Methods Blood samples were drawn from 74 patients diagnosed with unresectable advanced-stage melanoma undergoing treatment with first-line nivolumab/ipilimumab or pembrolizumab between August 2017 – July 2019 at Aarhus University Hospital, Denmark. Blood samples were tested for plasma levels of PD-1, PD-L1, IFN-beta, IFN-gamma, CCL20, CXCL5, CXCL10, IL6, IL8, IL10, MCP1, and TNF-alpha by Meso Scale ELISA assays. Healthy controls were used to compare general cytokine levels in plasma. A bioinformatic workflow consisting of Uniform Manifold Approximation and Projection (UMAP) dimension reduction method and k-means clustering analysis was applied to define clusters based on the cytokine profile, followed by survival analysis of the clusters.
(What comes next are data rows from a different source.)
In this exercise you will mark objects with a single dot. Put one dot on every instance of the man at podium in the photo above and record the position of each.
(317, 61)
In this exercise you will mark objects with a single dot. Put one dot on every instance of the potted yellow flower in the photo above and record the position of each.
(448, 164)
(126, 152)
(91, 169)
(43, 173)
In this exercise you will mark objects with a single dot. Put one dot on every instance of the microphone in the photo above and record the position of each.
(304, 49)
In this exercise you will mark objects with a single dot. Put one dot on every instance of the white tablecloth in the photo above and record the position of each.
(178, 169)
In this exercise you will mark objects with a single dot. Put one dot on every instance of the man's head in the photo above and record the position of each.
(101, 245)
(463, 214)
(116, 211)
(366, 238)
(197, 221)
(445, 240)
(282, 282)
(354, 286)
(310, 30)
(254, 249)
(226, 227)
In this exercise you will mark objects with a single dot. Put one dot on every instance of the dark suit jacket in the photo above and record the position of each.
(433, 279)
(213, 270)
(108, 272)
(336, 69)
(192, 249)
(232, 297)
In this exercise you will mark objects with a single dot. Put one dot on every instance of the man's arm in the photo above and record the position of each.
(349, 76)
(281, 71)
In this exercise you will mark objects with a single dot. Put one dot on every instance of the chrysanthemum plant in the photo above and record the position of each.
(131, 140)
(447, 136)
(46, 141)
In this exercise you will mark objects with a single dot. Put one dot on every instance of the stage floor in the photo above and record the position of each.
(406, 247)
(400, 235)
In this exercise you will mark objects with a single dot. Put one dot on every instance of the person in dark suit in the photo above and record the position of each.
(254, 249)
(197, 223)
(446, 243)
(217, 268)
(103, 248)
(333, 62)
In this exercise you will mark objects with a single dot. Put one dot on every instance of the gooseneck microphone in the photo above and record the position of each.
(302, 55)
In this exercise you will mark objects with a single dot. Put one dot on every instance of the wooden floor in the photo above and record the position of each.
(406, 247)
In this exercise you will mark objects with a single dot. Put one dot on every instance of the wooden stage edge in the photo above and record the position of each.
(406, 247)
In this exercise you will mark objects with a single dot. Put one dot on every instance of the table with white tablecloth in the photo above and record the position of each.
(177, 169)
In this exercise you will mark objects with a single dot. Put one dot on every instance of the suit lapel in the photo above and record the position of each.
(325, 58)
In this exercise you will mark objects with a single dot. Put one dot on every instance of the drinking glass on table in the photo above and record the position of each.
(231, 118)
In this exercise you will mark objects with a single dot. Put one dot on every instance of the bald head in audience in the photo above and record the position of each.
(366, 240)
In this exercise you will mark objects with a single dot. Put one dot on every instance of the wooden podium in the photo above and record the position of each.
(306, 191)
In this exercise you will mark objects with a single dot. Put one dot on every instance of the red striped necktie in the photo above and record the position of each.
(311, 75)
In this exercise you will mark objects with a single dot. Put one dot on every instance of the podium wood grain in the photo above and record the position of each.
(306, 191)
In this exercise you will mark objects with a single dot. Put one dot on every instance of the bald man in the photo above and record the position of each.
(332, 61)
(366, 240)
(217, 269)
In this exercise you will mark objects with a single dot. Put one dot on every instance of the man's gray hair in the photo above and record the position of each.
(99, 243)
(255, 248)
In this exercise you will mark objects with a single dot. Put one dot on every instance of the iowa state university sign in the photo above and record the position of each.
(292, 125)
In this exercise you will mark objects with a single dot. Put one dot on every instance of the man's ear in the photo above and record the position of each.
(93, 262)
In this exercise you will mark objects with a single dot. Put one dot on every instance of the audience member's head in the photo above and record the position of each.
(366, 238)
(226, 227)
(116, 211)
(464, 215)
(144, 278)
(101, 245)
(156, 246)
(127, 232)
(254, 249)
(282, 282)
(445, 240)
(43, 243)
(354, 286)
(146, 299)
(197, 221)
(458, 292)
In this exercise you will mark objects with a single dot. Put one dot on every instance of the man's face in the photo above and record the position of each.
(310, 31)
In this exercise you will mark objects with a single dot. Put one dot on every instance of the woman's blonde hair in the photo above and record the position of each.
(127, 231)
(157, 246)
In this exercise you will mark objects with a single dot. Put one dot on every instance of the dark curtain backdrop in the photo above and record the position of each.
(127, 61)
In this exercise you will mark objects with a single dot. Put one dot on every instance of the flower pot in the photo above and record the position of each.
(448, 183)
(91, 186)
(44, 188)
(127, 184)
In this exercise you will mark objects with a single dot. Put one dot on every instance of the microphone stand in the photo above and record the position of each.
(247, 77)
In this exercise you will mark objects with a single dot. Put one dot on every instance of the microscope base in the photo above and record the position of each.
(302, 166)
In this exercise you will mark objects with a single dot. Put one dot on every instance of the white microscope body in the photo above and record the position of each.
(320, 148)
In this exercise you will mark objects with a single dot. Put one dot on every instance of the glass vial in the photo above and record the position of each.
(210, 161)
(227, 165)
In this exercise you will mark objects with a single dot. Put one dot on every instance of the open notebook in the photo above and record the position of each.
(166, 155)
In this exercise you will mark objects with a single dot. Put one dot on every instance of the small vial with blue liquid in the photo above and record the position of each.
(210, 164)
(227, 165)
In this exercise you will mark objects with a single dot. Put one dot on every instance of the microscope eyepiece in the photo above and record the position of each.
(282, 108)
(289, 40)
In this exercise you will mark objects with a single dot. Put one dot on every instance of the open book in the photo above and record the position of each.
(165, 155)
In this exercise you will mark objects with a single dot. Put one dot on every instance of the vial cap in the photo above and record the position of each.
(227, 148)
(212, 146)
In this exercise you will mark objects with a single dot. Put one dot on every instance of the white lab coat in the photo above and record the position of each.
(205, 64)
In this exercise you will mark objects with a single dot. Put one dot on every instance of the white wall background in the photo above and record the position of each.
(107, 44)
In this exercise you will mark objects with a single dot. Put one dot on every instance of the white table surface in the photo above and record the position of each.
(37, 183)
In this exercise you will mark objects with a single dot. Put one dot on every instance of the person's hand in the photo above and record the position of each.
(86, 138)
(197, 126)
Results UMAP analysis demonstrated that the cytokine profile at baseline was similar for healthy controls and patients, regardless of treatment. Upon treatment initiation, the cytokine profile changed in a treatment-dependent way to be significantly different between patient groups. Clustering defined by the cytokine profile measured early during treatment in nivolumab/ipilimumab treated patients identified two clusters associated with superior progression-free survival (PFS) (log-rank p=0.018). We identified that these cluster were characterized by significantly higher levels of PD-1, CXCL10, and TNF-alpha. UMAP analysis of the cytokine level as fold change over baseline level, confirmed that nivolumab/ipilimumab patients with superior PFS were characterized by higher levels of PD-1, CXCL10, and TNF-alpha. Cox regression analysis revealed high fold change of PD-1 as a strong predictor for superior PFS (HR=0.29; 95% CI 0.12–0.66; p=0.0032). However, a similar cytokine profile was not associated to superior PFS in patients receiving pembrolizumab, suggesting that the cytokine signature is specific for nivolumab/ipilimumab treatment.
Conclusions Using unsupervised machine learning we identified a cytokine signature of high PD-1, CXCL10, and TNF-alpha to be associated with superior PFS in advanced-stage melanoma patients treated with nivolumab/ipilimumab but not pembrolizumab, with high fold change of PD-1 being a strong individual predictor for PFS.
Acknowledgements We thank the medical laboratory technicians who collected blood samples and the patients who participated in the study.
Ethics Approval The study was approved by Central Denmark Region Committees on Biomedical Research Ethics, approval number 1-10-72-374-15.